In the wake of a painful export contagion, China was prescribed a heavy dose of stimulus to spend its way out of the slump. The 4-trillion-yuan ($586 billion) program was comparable to 14 percent of the gross domestic product in 2008. For a country with unmatched budget flexibility, the spending spree was reasonable and affordable.

However, one side effect of the remedy is that overcapacity is rearing its ugly head. China's investments in fixed assets have staged a significant run-up since late last year. This gave hope to what would otherwise have been a deeper gloom, but also raised fears over excessive capacity in many sectors. More disturbing, though, is the fact that a rush into big infrastructure projects can easily cause resource wastes, low efficiency and environment damage. In addition, their returns may not be as juicy as expected.

Tackling the overcapacity ailment, while maintaining growth and jobs, remains a top preoccupation and prove to be a truly difficult task. A viable option is to repair the social safety net that offers powerful incentives for consumptions. It will also be necessary to motivate more private investments and propel the small and medium-sized enterprises.

China is seeking to bring exports back to life via tax rebates. Yet, that is far from being a guarantee of a substantial turnaround since U.S. consumers now shy away from spending at all.

Another bottleneck that may choke healthy growth is outpouring liquidity. In an easing monetary environment, the commercial banks directed a flood of low-interest credit into the economy, which helped restart the stalled growth engine. The country has steered clear of inflation so far due to looming overcapacity, but any time soon, the dynamics may change as signaled by the simmering asset bubbles.

Meanwhile, the safety of the vast foreign exchange reserves is also currently at stake. Since China has placed the bulk of its foreign exchange reserves in the low-yielding U.S. Treasury securities, quantitative easing of the U.S. Federal Reserve could inflate the value of those assets. In past months, the Obama administration continued to take up debts, wreaking havoc on its already weak balance sheet. That has added urgency to the question of how to fend off losses of the forex reserves.
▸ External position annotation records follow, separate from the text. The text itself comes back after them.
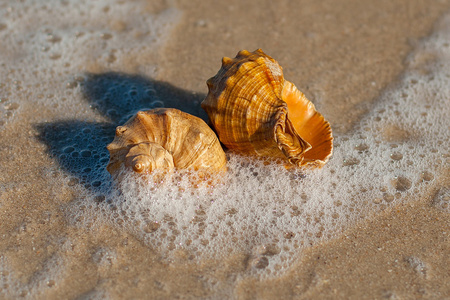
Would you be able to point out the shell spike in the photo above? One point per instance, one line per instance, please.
(243, 53)
(226, 61)
(165, 138)
(255, 111)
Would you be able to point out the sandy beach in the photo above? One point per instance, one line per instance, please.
(373, 223)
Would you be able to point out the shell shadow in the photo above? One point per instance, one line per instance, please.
(119, 96)
(80, 146)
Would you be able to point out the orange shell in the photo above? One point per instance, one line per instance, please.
(254, 110)
(165, 138)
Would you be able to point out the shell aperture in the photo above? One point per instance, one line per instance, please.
(165, 138)
(254, 110)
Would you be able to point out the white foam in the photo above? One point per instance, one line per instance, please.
(395, 154)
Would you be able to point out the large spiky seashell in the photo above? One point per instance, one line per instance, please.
(254, 110)
(165, 138)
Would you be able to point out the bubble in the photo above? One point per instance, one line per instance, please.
(157, 104)
(401, 183)
(260, 262)
(51, 283)
(151, 227)
(426, 176)
(351, 161)
(362, 147)
(387, 197)
(396, 156)
(12, 106)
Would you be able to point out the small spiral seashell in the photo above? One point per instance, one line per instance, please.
(165, 138)
(254, 110)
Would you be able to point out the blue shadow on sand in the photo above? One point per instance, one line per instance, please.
(80, 146)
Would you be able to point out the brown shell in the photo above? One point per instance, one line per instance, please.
(254, 110)
(165, 138)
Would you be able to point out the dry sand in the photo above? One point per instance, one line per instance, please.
(341, 54)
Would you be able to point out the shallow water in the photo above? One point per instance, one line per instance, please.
(74, 70)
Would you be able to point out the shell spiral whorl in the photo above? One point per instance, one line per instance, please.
(165, 138)
(254, 110)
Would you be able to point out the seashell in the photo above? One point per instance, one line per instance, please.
(165, 138)
(254, 110)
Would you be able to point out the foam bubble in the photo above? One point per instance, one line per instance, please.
(260, 205)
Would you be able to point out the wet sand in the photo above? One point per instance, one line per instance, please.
(342, 56)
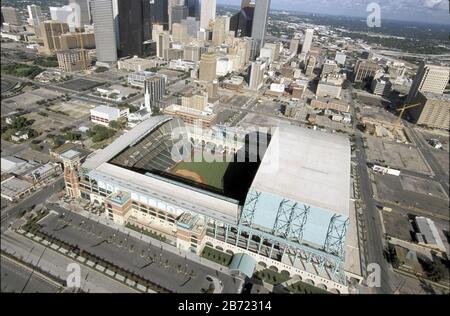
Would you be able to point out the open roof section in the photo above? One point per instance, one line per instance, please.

All in all, the downturn has provided an opportunity for China to rebalance the economy and adequately address a series of structural problems, such as high reliance on exports, overheating investments and the widening divide between the rich and the poor. Efforts also should be strengthened to set up market-based pricing regimes of power and water, as well as to push ahead with reforms in the education, health care and financial industries.